CS 173: Skills list for first examlet

• Course logistics
  • Know the day and time of your assigned discussion section. (We may deduct one or more points from examlets missing this information.)
• Math prerequisites
  • Algebraic manipulations with
    • equations
    • inequalities
    • fractions
    • absolute value
    • squares and square roots
    • i (square root of -1)
  • 2nd order polynomials: solving, factoring, finding roots. Easy cases only: don't worry if you don't remember the quadratic formula.
  • Basic rules for manipulating exponents and logs
  • Defining and composing numerical functions. E.g. if f(x) = x-6 and g(x) = 7x, then g(f(x)) = 7(x-6).
• Numbers and sets
  • Know what sets these symbols represent: R, N, Z, Z⁺, Q, C.
  • Notation for set membership, e.g. x ∈ Z
  • Know that 0 belongs to N but not Z⁺. (There's two conventions about what's in N. This is the one we are using this term.)
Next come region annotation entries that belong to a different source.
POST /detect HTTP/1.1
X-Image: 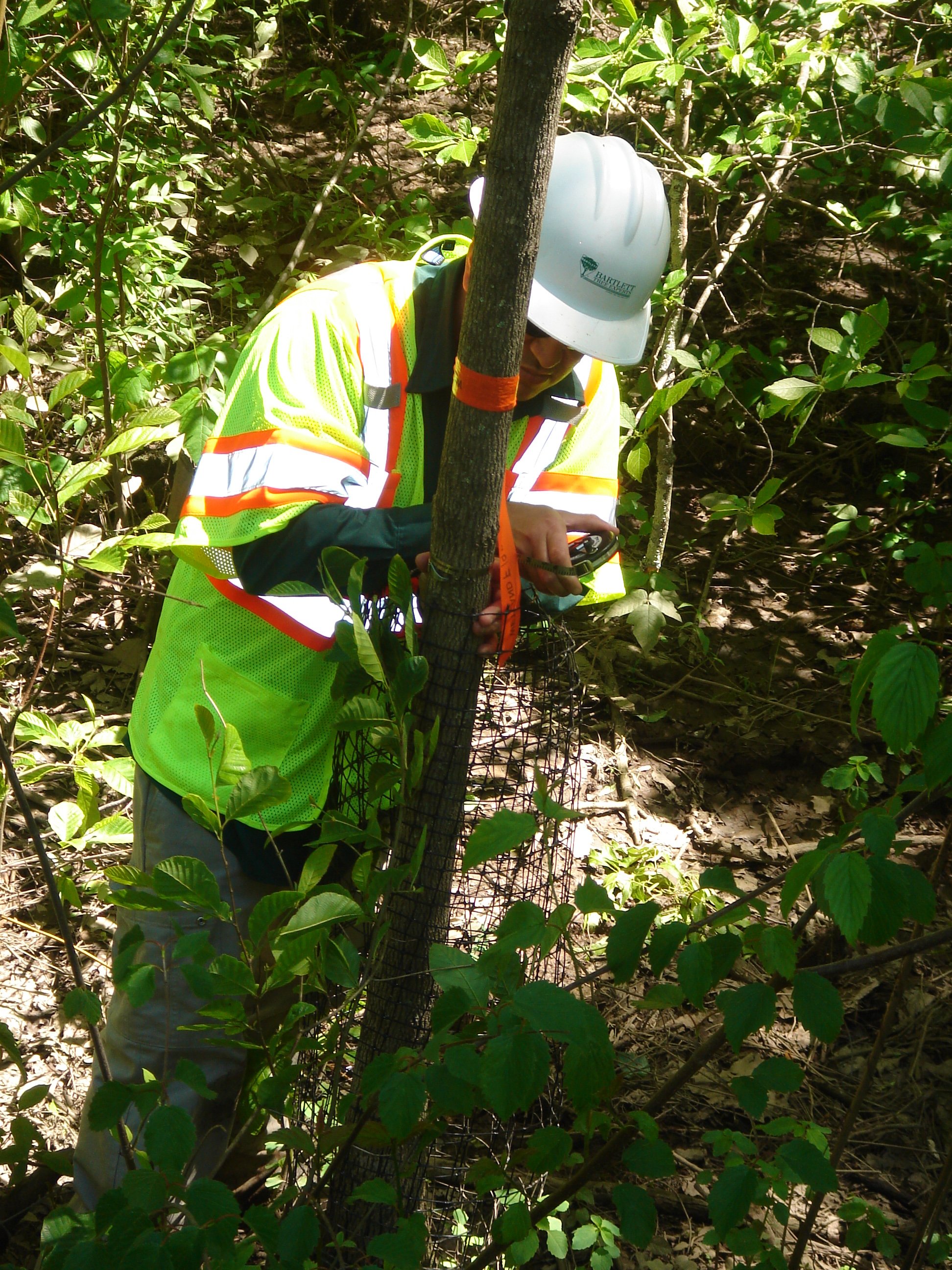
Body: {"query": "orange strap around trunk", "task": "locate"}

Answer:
[499,472,522,665]
[453,357,519,414]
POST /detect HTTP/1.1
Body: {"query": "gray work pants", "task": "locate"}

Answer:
[73,768,288,1209]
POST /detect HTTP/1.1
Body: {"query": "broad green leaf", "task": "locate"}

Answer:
[622,1138,677,1177]
[758,926,797,979]
[793,970,843,1045]
[678,940,716,1010]
[0,418,26,467]
[773,1138,839,1191]
[707,1165,758,1238]
[47,369,93,410]
[377,1072,427,1139]
[0,596,26,644]
[225,767,291,820]
[367,1213,427,1270]
[605,899,660,983]
[335,696,392,732]
[247,890,301,946]
[348,1177,397,1208]
[480,1031,549,1120]
[62,988,103,1027]
[624,440,651,481]
[103,423,179,459]
[152,856,221,908]
[282,890,363,937]
[717,983,777,1054]
[781,847,830,917]
[89,1081,132,1133]
[525,1124,572,1173]
[461,808,538,873]
[872,640,939,753]
[647,922,688,978]
[143,1106,197,1173]
[429,944,489,1010]
[823,851,872,944]
[612,1182,658,1248]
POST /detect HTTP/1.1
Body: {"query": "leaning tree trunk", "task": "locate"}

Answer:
[333,0,581,1238]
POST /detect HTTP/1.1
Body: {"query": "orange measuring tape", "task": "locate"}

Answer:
[498,472,522,665]
[453,357,519,414]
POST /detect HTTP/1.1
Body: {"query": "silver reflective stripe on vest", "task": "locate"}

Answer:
[347,283,401,507]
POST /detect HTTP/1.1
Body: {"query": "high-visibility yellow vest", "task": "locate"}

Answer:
[129,260,624,832]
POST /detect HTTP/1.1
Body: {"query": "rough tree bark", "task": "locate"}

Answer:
[333,0,581,1238]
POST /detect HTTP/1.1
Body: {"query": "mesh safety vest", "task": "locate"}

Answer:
[129,260,623,832]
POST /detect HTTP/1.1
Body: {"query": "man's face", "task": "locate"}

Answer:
[515,322,581,401]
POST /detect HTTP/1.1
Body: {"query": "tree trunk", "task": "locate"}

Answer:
[333,0,581,1238]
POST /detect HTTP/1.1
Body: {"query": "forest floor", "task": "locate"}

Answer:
[0,12,952,1270]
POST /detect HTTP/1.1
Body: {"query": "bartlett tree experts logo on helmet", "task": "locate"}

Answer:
[579,255,635,300]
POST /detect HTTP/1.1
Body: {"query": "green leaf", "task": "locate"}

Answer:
[605,899,660,983]
[480,1031,548,1120]
[717,983,777,1054]
[335,696,392,732]
[793,970,843,1045]
[678,940,717,1010]
[612,1182,658,1248]
[377,1072,427,1139]
[182,794,221,838]
[175,1058,218,1102]
[101,423,179,459]
[764,376,819,401]
[152,856,221,908]
[0,1023,26,1081]
[924,721,952,790]
[62,988,103,1027]
[781,847,832,917]
[89,1081,132,1133]
[622,1138,677,1177]
[281,890,363,940]
[462,808,538,873]
[367,1213,427,1270]
[872,640,939,753]
[225,767,291,820]
[429,944,489,1010]
[757,926,797,979]
[350,611,387,688]
[647,922,688,978]
[731,1075,768,1120]
[707,1165,757,1240]
[823,851,872,944]
[624,440,651,481]
[849,626,901,736]
[750,1058,804,1094]
[390,657,429,715]
[348,1177,397,1208]
[525,1124,572,1173]
[773,1138,839,1191]
[143,1106,197,1173]
[218,726,251,785]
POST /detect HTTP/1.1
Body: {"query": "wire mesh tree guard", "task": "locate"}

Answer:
[297,606,581,1262]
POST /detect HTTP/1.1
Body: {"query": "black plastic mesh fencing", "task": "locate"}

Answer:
[298,607,581,1261]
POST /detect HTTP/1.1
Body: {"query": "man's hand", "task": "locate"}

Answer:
[509,502,615,596]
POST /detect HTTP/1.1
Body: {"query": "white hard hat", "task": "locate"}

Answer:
[470,132,671,366]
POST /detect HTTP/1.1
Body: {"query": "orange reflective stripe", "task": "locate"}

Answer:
[585,358,603,405]
[179,487,344,517]
[202,428,371,476]
[532,472,618,498]
[208,577,334,653]
[381,287,410,475]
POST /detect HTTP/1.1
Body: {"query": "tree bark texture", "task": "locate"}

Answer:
[643,64,692,573]
[333,0,581,1237]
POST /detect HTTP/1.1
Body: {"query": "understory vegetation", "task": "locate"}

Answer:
[0,0,952,1270]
  • Know the notation and definition of n factorial (n!).
  • Know the notation and formula for "n choose k".
  • Know the notations [a,b] and (a,b) for closed and open intervals of the real line.
  • Know the definitions of the floor and ceiling functions, i.e. ⌈ x ⌉ and ⌊ x ⌋
• Propositional and predicate logic
  • Know the truth tables for basic logical operators, especially implies. Know that, unless there is specific indication otherwise, "or" means inclusive or.
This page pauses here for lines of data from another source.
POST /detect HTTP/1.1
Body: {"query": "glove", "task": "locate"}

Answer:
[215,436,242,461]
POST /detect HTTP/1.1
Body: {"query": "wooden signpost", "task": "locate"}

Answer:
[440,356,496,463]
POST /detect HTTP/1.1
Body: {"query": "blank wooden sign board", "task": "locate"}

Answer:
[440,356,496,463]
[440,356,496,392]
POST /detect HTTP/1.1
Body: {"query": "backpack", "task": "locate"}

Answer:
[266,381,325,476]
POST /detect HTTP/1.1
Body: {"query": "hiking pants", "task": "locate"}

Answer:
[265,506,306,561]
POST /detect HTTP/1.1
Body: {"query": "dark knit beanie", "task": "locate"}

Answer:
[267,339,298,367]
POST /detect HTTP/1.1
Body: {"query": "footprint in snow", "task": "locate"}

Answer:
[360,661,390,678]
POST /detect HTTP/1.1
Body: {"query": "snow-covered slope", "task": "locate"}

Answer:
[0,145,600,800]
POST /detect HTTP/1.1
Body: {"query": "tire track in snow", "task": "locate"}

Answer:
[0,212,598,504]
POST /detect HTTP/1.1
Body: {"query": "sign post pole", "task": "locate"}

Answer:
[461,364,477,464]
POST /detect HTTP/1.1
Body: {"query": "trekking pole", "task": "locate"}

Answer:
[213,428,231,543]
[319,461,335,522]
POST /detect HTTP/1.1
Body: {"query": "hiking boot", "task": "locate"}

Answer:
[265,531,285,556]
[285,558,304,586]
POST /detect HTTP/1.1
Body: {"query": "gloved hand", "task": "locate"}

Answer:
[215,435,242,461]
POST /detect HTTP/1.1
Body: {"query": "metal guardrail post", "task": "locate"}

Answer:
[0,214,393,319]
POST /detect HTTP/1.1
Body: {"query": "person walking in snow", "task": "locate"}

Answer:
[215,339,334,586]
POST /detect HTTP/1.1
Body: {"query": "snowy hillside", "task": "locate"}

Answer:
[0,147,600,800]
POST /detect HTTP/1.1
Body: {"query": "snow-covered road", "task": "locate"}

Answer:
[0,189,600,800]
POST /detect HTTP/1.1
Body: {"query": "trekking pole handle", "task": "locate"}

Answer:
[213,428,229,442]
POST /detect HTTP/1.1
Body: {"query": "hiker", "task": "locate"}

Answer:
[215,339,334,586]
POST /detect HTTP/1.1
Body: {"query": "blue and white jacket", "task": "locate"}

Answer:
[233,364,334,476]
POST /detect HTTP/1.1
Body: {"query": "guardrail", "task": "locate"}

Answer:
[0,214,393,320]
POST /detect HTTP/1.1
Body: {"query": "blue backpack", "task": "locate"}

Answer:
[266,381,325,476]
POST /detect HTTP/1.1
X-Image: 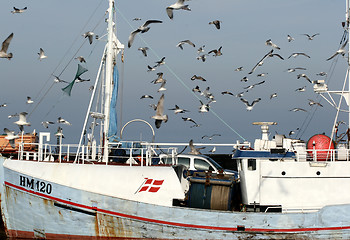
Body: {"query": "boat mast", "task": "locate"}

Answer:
[103,0,115,162]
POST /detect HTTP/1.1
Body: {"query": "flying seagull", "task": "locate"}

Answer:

  • Know the meaning of the universal and existential quantifier, shorthand notation, and basic terminology such as "scope" of a quantifier.
  • Translate between English and logical shorthand. But we realize that it's hard to pin down the exact meaning of some English sentences.
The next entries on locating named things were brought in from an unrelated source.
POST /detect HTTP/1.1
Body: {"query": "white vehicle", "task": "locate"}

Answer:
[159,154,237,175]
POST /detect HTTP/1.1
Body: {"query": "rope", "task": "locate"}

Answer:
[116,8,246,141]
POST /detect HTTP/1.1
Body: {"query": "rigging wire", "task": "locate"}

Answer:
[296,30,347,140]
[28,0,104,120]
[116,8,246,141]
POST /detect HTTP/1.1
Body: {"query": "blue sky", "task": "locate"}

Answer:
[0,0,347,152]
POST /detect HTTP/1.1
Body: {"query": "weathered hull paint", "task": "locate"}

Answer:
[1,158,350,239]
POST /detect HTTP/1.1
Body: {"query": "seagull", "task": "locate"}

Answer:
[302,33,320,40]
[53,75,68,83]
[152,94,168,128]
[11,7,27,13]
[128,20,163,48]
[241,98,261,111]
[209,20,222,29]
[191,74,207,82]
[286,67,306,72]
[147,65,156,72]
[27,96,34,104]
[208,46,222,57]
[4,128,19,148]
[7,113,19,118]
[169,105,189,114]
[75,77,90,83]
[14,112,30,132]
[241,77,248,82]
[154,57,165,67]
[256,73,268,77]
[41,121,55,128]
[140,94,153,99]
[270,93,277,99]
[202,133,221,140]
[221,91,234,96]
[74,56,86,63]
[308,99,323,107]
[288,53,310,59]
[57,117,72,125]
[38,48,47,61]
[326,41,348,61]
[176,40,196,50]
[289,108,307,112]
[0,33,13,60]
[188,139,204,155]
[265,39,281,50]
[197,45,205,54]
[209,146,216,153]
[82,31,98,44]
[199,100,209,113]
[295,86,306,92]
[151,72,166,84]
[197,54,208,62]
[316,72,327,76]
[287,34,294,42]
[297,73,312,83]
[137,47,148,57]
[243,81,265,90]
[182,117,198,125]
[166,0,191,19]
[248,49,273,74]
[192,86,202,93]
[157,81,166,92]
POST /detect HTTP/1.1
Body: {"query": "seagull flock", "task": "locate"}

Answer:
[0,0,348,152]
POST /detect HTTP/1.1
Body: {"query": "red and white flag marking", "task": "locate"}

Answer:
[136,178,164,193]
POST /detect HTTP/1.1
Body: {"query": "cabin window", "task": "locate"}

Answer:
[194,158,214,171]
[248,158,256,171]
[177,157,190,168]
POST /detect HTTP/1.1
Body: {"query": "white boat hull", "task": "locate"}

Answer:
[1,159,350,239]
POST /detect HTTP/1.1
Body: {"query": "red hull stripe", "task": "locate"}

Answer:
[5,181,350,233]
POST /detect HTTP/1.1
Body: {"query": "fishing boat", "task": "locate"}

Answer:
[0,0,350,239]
  • Know the distributive, commutative, and associative laws and that "p implies q" is equivalent to "(not p) or q".
  • Given a new, fairly simple, logical equivalence, figure out whether it's correct or not and explain why using a truth table or counter-example.
  • Identify non-statements (e.g. questions) and statements which are neither true not false, because they contain variables not bound by a quantifier.
  • Decide whether a complex statement is true, given information about the truth of the basic statements it's made out of.
  • Identify the hypothesis and the conclusion of an if/then statement.
  • Given a statement, give its negation.
  • Given an if/then statement, give its converse, and contrapositive. Know that the contrapositive is equivalent to the original statement, but the converse is not.
  • Simplify a negation or contrapositive by moving all negations onto individual propositions. This requires knowing certain key logical equivalences: double negation, DeMorgan's laws, and the rules for negating if/then statements and quantifiers.
• Number Theory
  • Quote back definitions, decide if simple statements involving them are true, understand the corresponding shorthand notation:
    • a divides b, b is a multiple of a,
    • x is odd, x is even
    • x is prime, x is composite
    • x is a perfect square
    • x is a rational number
    • x and y are relatively prime
  • Special cases for divides: zero is even, zero divides itself but not any other integer, and every integer divides zero.
  • Prime numbers, factoring a number into primes. (Where we only consider numbers >= 2.)
  • Special cases for prime: 0 and 1 are not prime (primes must be greater than or equal to 2).
  • Know the definitions of gcd(a,b) and lcm(a,b) and be able to compute gcd(a,b) and lcm(a,b) for specific (smallish) values of a and b.
  • Write any (small) positive integer as a product of primes.
  • Know that sqrt(2) is not rational.
  • Know that there are infinitely many primes.
  • Be able to state the Fundamental Theorem of Arithmetic: Any integer >= 2 can be written as the product of primes and each integer has only one prime factorization (except for the order in which you write the factors).
  • Define what it means for x and y to be congruent mod k
  • Be able to state the "Division Algorithm" theorem.
  • Compute the gcd of two larger numbers using the Euclidean algorithm, i.e. trace the execution of the algorithm. Be able to reproduce its pseudocode.
  • Prove simple number theory claims using direct proof and the definitions of the terms involved. For example, if a divides b and a divides c, then a divides b+c.
• Logic and Proof techniques.
  • Write a simple direct proof, using familiar concepts, with good mathematical style. Make sure your statements are in logical order, starting with the given information and ending with what you needed to show.
  • Write a proof by cases
  • Convert a claim to its contrapositive and prove that using direct proof.
  • Know the following standard ways to approach parts of a proof:
    • prove a universal claim by choosing a representative object of the appropriate type
    • prove an if/then statement by assuming whatever's in the hypothesis and proving the conclusion,
    • disprove a universal claim by giving a concrete counterexample.
    • prove an existential claim by giving specific values that make the claim true
• Modular arithmetic
  • For congruence mod k, know which integers are in the equivalence class of x. Know the shorthand notation [x].
  • Know when [x] and [y] are equal as elements of Z_k.
  • Do arithmetic in Z_k (e.g. addition, multiplication, taking integer powers), keeping intermediate results small.